An exploratory phenome wide association study linking asthma and liver disease genetic variants to electronic health records from the Estonian Biobank
Datasets usually provide raw data for analysis. This raw data often comes in spreadsheet form, but can be any collection of data, on which analysis can be performed.
The Estonian Biobank, governed by the Institute of Genomics at the University of Tartu (Biobank), has stored genetic material/DNA and continuously collected data since 2002 on a total of 52,274 individuals representing ~5% of the Estonian adult population and is increasing. To explore the utility of data available in the Biobank, we conducted a phenome-wide association study (PheWAS) in two areas of interest to healthcare researchers; asthma and liver disease. We used 11 asthma and 13 liver disease-associated single nucleotide polymorphisms (SNPs), identified from published genome-wide association studies, to test our ability to detect established associations. We confirmed 2 asthma and 5 liver disease associated variants at nominal significance and directionally consistent with published results.

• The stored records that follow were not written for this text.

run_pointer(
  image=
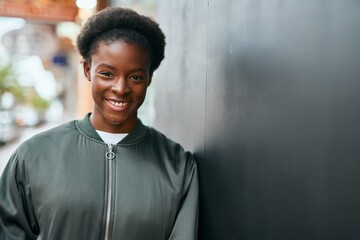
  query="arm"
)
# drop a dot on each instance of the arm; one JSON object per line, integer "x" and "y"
{"x": 185, "y": 227}
{"x": 16, "y": 221}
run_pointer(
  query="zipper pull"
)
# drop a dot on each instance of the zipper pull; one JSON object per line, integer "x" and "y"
{"x": 110, "y": 155}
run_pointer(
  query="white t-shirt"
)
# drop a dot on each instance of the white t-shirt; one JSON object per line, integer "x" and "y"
{"x": 112, "y": 138}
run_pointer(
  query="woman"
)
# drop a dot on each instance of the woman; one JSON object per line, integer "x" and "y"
{"x": 106, "y": 176}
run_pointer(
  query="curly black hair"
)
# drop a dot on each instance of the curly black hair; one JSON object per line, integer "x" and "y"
{"x": 115, "y": 23}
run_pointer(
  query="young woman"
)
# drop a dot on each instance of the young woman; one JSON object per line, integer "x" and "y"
{"x": 106, "y": 176}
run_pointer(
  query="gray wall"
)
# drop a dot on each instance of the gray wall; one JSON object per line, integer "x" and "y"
{"x": 267, "y": 95}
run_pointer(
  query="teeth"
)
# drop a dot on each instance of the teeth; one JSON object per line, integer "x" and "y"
{"x": 118, "y": 104}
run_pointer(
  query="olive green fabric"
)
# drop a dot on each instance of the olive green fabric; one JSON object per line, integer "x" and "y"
{"x": 56, "y": 186}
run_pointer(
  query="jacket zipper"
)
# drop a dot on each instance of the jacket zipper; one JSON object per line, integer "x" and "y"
{"x": 110, "y": 155}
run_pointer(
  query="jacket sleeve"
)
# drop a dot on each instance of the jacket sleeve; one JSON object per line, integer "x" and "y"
{"x": 186, "y": 223}
{"x": 16, "y": 220}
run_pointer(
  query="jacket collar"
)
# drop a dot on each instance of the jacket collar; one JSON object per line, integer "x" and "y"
{"x": 134, "y": 136}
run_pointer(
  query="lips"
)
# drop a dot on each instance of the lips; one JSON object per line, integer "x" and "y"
{"x": 118, "y": 103}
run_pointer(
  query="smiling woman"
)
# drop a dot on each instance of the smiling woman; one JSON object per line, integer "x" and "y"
{"x": 107, "y": 176}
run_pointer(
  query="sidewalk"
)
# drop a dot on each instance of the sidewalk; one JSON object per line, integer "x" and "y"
{"x": 8, "y": 149}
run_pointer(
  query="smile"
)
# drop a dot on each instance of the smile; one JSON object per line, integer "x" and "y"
{"x": 118, "y": 103}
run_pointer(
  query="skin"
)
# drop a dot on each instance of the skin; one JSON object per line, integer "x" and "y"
{"x": 119, "y": 74}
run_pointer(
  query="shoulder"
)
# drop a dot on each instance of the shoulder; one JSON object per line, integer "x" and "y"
{"x": 167, "y": 145}
{"x": 48, "y": 137}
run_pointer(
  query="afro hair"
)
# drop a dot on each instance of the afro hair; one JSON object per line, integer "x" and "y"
{"x": 128, "y": 22}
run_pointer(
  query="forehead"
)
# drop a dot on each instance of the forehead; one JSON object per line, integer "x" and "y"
{"x": 121, "y": 52}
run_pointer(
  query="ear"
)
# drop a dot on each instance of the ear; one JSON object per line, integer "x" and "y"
{"x": 86, "y": 68}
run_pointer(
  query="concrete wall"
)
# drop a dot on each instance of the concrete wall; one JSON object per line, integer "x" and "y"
{"x": 267, "y": 95}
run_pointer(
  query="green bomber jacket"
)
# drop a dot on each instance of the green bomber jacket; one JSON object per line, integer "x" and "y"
{"x": 66, "y": 183}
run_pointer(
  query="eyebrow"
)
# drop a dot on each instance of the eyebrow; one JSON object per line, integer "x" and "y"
{"x": 105, "y": 65}
{"x": 113, "y": 68}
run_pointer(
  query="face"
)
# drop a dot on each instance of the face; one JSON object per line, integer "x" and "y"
{"x": 119, "y": 74}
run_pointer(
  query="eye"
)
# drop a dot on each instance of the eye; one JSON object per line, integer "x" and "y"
{"x": 137, "y": 77}
{"x": 105, "y": 73}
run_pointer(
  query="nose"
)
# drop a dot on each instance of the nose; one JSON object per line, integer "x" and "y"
{"x": 120, "y": 86}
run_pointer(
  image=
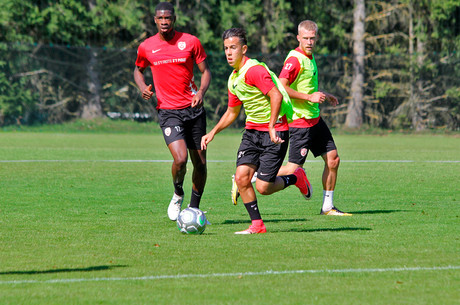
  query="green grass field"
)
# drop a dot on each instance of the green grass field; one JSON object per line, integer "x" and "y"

We found 2 associations that were opposite to what was published before (rs4374383:AA increases risk of NASH/NAFLD, rs11597086 increases ALT level). Three SNP-diagnosis pairs passed the phenome-wide significance threshold: rs9273349 and E06 (thyroiditis, p = 5.50x10-8); rs9273349 and E10 (type-1 diabetes, p = 2.60x10-7); and rs2281135 and K76 (non-alcoholic liver diseases, including NAFLD, p = 4.10x10-7). We have validated our approach and confirmed the quality of the data for these conditions. Importantly, we demonstrate that the extensive amount of genetic and medical information from the Estonian Biobank can be successfully utilized for scientific research.